By David M. DeMay

patentthisIn the inventor community, many possess a limited understanding of the U.S. patent process.

One of the most common misunderstandings relates to the notion of a “provisional patent.” I’ve heard people say, “I have a provisional patent” or “I am protected because I have filed for a provisional patent.” Because of their misunderstanding of the process, many have unintentionally surrendered any patent rights they may have secured for their invention.

There is no such a thing as a provisional patent. There is, however, a provisional application for patent, which is just that – an application. It’s not a granted patent.
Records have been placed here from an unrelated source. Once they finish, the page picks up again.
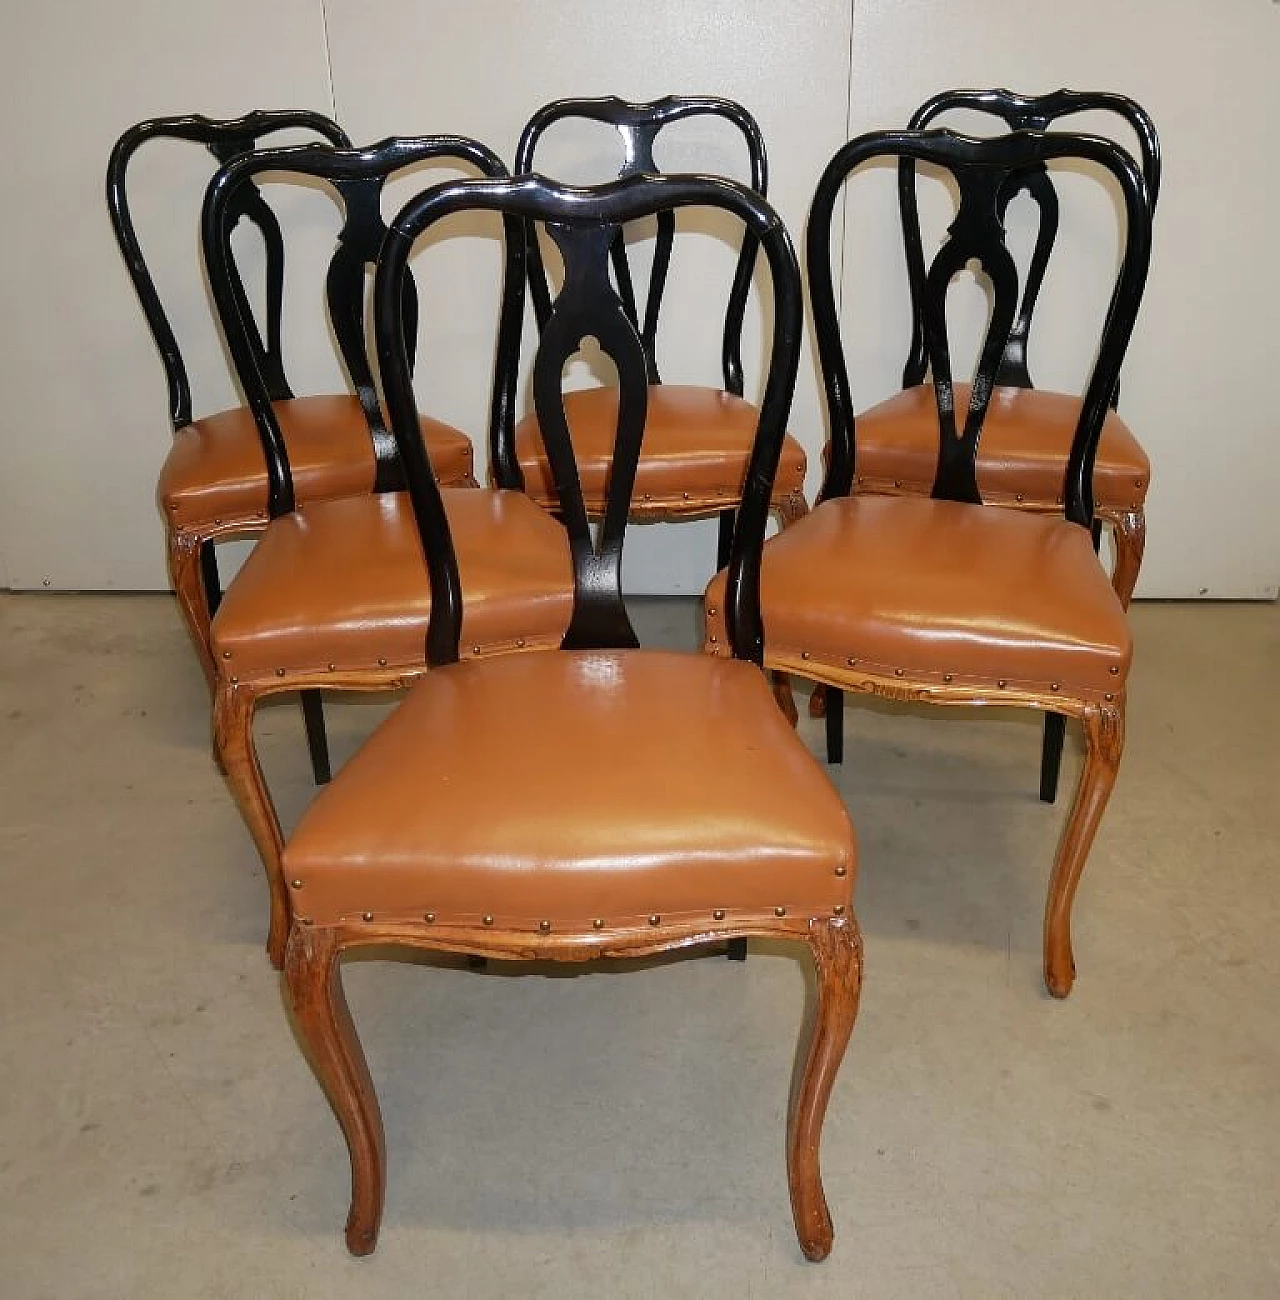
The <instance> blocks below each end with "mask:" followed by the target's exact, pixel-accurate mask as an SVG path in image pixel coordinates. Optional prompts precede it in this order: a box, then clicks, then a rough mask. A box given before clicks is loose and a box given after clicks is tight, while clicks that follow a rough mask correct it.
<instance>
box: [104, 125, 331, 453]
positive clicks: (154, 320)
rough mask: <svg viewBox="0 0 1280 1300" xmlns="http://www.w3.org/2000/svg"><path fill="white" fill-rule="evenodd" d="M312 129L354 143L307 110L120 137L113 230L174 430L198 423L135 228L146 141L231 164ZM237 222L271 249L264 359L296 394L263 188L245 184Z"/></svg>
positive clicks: (109, 195)
mask: <svg viewBox="0 0 1280 1300" xmlns="http://www.w3.org/2000/svg"><path fill="white" fill-rule="evenodd" d="M299 130H301V131H311V133H312V134H313V135H318V136H320V138H321V139H324V140H327V142H329V143H330V144H333V146H335V147H339V148H347V147H350V144H351V140H348V139H347V134H346V131H343V130H342V127H340V126H338V123H337V122H333V121H330V120H329V118H327V117H324V116H322V114H321V113H312V112H309V110H305V109H298V110H294V109H281V110H270V112H264V110H261V109H259V110H256V112H252V113H248V114H246V116H244V117H235V118H225V120H216V118H211V117H203V116H200V114H187V116H185V117H153V118H149V120H148V121H146V122H138V123H136V125H135V126H130V127H129V130H127V131H125V133H123V135H121V136H120V139H118V140H117V142H116V144H114V147H113V148H112V152H110V160H109V161H108V165H107V208H108V211H109V213H110V221H112V230H114V233H116V242H117V243H118V244H120V251H121V253H122V256H123V259H125V265H126V268H127V269H129V276H130V278H131V279H133V283H134V291H135V292H136V294H138V302H139V303H140V304H142V309H143V315H144V316H146V317H147V325H148V328H149V329H151V335H152V338H153V339H155V341H156V348H157V350H159V352H160V359H161V361H162V363H164V368H165V378H166V381H168V385H169V417H170V420H172V421H173V428H174V430H177V429H181V428H183V426H185V425H188V424H190V422H191V382H190V378H188V377H187V367H186V363H185V361H183V359H182V351H181V348H179V347H178V339H177V337H175V335H174V331H173V325H172V324H170V321H169V316H168V313H166V312H165V308H164V304H162V303H161V300H160V294H159V292H157V291H156V282H155V278H153V277H152V274H151V270H149V268H148V266H147V261H146V259H144V257H143V252H142V246H140V244H139V242H138V233H136V230H135V229H134V221H133V214H131V212H130V207H129V186H127V177H129V164H130V161H131V160H133V156H134V155H135V153H136V152H138V149H139V148H142V146H143V144H146V143H148V142H149V140H156V139H172V140H191V142H192V143H195V144H203V146H204V147H205V148H207V149H208V151H209V152H211V153H212V155H213V157H214V159H216V160H217V162H218V165H221V164H225V162H229V161H230V160H231V159H234V157H238V156H239V155H242V153H248V152H251V151H252V149H253V148H256V146H257V142H259V140H261V139H262V138H264V136H268V135H275V134H279V133H283V131H299ZM227 220H229V222H230V224H231V225H235V224H237V222H238V221H240V220H246V221H248V222H250V224H252V225H253V226H256V227H257V230H259V234H260V235H261V237H262V246H264V248H265V252H266V260H265V269H266V294H265V303H266V307H265V322H266V341H265V343H262V341H261V338H259V339H257V343H256V346H257V348H259V352H260V355H259V357H257V364H259V368H260V369H261V372H262V374H264V377H265V382H266V383H268V385H269V387H270V391H272V394H273V396H274V398H275V400H285V399H286V398H288V396H291V395H292V394H291V393H290V387H288V382H287V381H286V378H285V365H283V359H282V356H281V305H282V302H283V289H285V244H283V239H282V237H281V229H279V221H278V220H277V218H275V213H274V212H272V209H270V207H269V205H268V204H266V201H265V200H264V199H262V196H261V194H260V192H259V191H257V190H256V187H252V186H248V187H246V188H244V190H243V191H242V192H240V195H239V199H238V204H237V208H235V211H234V212H233V213H230V216H229V218H227ZM233 287H234V292H235V296H237V298H238V299H239V300H242V302H244V303H247V302H248V299H247V295H246V291H244V285H243V282H240V281H239V279H237V282H235V285H234V286H233Z"/></svg>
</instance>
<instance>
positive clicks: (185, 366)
mask: <svg viewBox="0 0 1280 1300" xmlns="http://www.w3.org/2000/svg"><path fill="white" fill-rule="evenodd" d="M282 133H292V134H296V133H305V134H308V135H312V136H320V138H321V139H322V140H325V142H327V143H329V144H330V146H334V147H338V148H348V147H350V146H351V142H350V139H348V138H347V134H346V131H343V130H342V127H339V126H338V125H337V123H335V122H331V121H330V120H329V118H327V117H324V116H322V114H320V113H313V112H309V110H272V112H261V110H259V112H253V113H248V114H247V116H244V117H238V118H230V120H225V121H218V120H213V118H208V117H201V116H199V114H194V116H185V117H157V118H151V120H149V121H144V122H139V123H138V125H136V126H131V127H130V129H129V130H127V131H125V133H123V135H121V136H120V139H118V140H117V142H116V146H114V148H113V149H112V155H110V161H109V165H108V169H107V204H108V208H109V211H110V218H112V227H113V229H114V231H116V239H117V242H118V244H120V250H121V252H122V253H123V257H125V265H126V266H127V269H129V274H130V277H131V278H133V283H134V290H135V291H136V294H138V299H139V302H140V303H142V308H143V313H144V315H146V317H147V324H148V326H149V328H151V333H152V337H153V338H155V342H156V347H157V350H159V352H160V357H161V360H162V363H164V368H165V377H166V380H168V383H169V415H170V420H172V424H173V433H174V438H173V445H172V447H170V451H169V455H168V458H166V460H165V463H164V467H162V468H161V471H160V484H159V489H157V494H159V498H160V504H161V510H162V513H164V520H165V536H166V542H168V551H169V573H170V577H172V580H173V586H174V591H175V593H177V597H178V606H179V608H181V610H182V615H183V619H185V620H186V624H187V628H188V629H190V633H191V638H192V641H195V645H196V650H198V653H199V655H200V662H201V664H203V667H204V671H205V675H207V677H208V680H209V682H211V685H212V684H213V681H214V667H213V654H212V649H211V641H209V623H211V619H212V616H213V612H214V611H216V610H217V607H218V602H220V599H221V582H220V578H218V565H217V556H216V554H214V546H216V543H217V542H220V541H229V539H231V538H237V539H243V538H247V537H252V536H255V534H256V533H260V532H261V530H262V529H264V528H265V526H266V521H268V519H272V517H274V516H275V515H278V513H281V512H283V511H285V510H288V508H290V504H288V502H290V499H291V497H290V494H296V498H298V499H299V500H303V502H308V500H325V499H327V498H333V497H347V495H351V494H352V493H366V491H370V490H372V489H373V486H374V482H376V480H377V478H378V476H379V473H381V467H382V461H383V459H385V450H386V445H387V443H389V442H390V438H389V437H387V435H386V433H385V430H383V432H382V442H381V443H379V441H378V438H377V435H376V430H377V424H376V422H374V419H373V417H374V411H376V404H374V406H370V404H369V402H368V400H366V393H365V390H364V389H361V390H360V391H359V395H352V394H346V393H344V394H337V395H334V394H324V395H308V396H300V398H299V396H294V393H292V389H291V387H290V385H288V381H287V380H286V377H285V363H283V350H282V341H281V313H282V304H283V291H285V243H283V237H282V234H281V226H279V221H278V218H277V216H275V213H274V212H273V211H272V208H270V205H269V204H268V203H266V201H265V200H264V198H262V195H261V194H260V191H259V190H257V187H256V186H246V187H244V188H243V190H242V191H240V192H239V194H238V196H237V205H235V208H234V209H233V211H230V212H229V213H227V224H229V226H234V225H237V224H238V222H239V221H242V220H244V221H247V222H250V224H251V225H253V226H256V229H257V231H259V233H260V235H261V239H262V248H264V253H265V295H264V317H265V318H264V328H262V329H261V330H260V329H259V328H257V325H256V324H253V318H252V312H251V311H248V302H250V298H248V295H247V292H246V289H244V282H243V281H242V279H239V278H234V279H233V283H231V292H233V294H234V296H235V299H237V302H238V303H240V304H244V308H246V311H244V315H246V317H247V320H248V321H250V325H251V328H250V330H248V331H247V335H246V338H244V339H243V342H240V343H239V347H240V348H242V350H243V351H248V352H252V355H253V359H255V360H253V364H255V367H256V369H257V372H259V373H260V374H261V377H262V383H264V386H265V391H266V394H268V398H269V403H270V407H272V412H273V415H272V419H273V421H274V426H275V432H277V434H278V438H279V443H281V448H282V450H281V451H279V452H278V455H279V456H281V458H283V460H285V463H287V465H288V468H290V472H291V478H288V480H282V478H281V477H279V476H278V474H277V476H275V477H274V478H273V477H272V474H270V473H269V465H268V458H269V455H272V448H270V446H264V435H262V433H261V430H260V426H259V422H257V421H255V417H253V412H252V411H251V409H250V407H248V406H243V407H235V408H233V409H229V411H220V412H217V413H214V415H208V416H204V417H201V419H199V420H196V419H192V403H191V383H190V380H188V376H187V367H186V363H185V360H183V356H182V351H181V350H179V347H178V341H177V337H175V335H174V331H173V326H172V324H170V320H169V315H168V312H166V311H165V308H164V305H162V303H161V299H160V295H159V292H157V290H156V283H155V278H153V276H152V273H151V270H149V268H148V265H147V261H146V259H144V257H143V252H142V246H140V243H139V240H138V234H136V231H135V229H134V221H133V214H131V211H130V203H129V187H127V172H129V165H130V161H131V160H133V157H134V155H135V153H136V152H138V149H139V148H142V147H143V146H144V144H147V143H149V142H153V140H187V142H191V143H195V144H203V146H205V147H207V148H208V151H209V152H211V153H212V155H213V157H214V159H216V160H217V162H218V164H220V165H221V164H225V162H227V161H230V160H231V159H234V157H238V156H240V155H243V153H248V152H252V151H253V149H255V148H256V146H257V143H259V140H261V139H262V138H264V136H270V135H278V134H282ZM191 214H192V229H195V218H196V207H195V204H194V203H192V207H191ZM233 274H234V270H233ZM192 283H194V279H192ZM333 307H334V325H335V329H337V328H338V322H339V317H340V315H342V312H340V309H338V304H333ZM237 368H238V369H239V370H240V372H243V369H244V361H243V359H239V357H238V359H237ZM379 447H381V450H379ZM431 452H433V458H434V463H435V465H437V472H438V473H439V474H441V477H442V481H444V482H451V484H474V481H476V480H474V472H473V463H472V446H470V442H469V441H468V439H467V437H465V435H464V434H461V433H459V432H457V430H456V429H448V428H447V426H444V425H441V426H439V428H438V429H435V430H434V438H433V443H431ZM303 708H304V716H305V720H307V733H308V741H309V744H311V754H312V764H313V768H314V774H316V779H317V781H325V780H327V779H329V754H327V745H326V741H325V729H324V714H322V711H321V703H320V695H318V694H317V693H309V694H305V695H303Z"/></svg>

A provisional application for patent provides a way to establish an early priority date for a subsequently filed non-provisional application. Once you file a provisional application, you can use the term “patent pending.”

A quick primer:

  • Provisional applications can’t be used for design patents.
  • Provisional applications are not examined on their merits and become abandoned 12 months from their filing date.
  • If a non-provisional application, claiming the benefit of the provisional application, is not filed within 12 months, you lose the benefit of the earlier priority date, and that may adversely impact the patentability of your invention.

Although you can use the term “patent pending” after filing a provisional application, you can’t enforce any patent rights. And there are penalties that can be imposed for false and/or deceptive use of that phrase.

“Patent pending” gives notice that a current patent application covering an invention is on file with the U.S. Patent and Trademark Office. It does not mean that a patent has been or will be allowed, only that an application for a patent is currently on file.

Many are confused when they hear about provisional rights authorized under 35 U.S.C. §154. This section does not grant rights to a provisional application for patent, nor does it grant rights before a patent has been granted.

Provisional rights under §154 relate to the retroactive enforcement of patent rights in very limited circumstances. If final patent meets certain criteria, you may be able to enforce your rights for some period before the date the patent was granted.

The takeaway is this: There is no such thing as a provisional patent. And while a provisional patent application allows you to use the phrase “patent pending,” you have no patent enforcement rights under a provisional patent application.

Disclaimer: The information provided in this article is not offered as legal advice. No attorney-client relationship with DeMay Consulting LLC is created by viewing this material.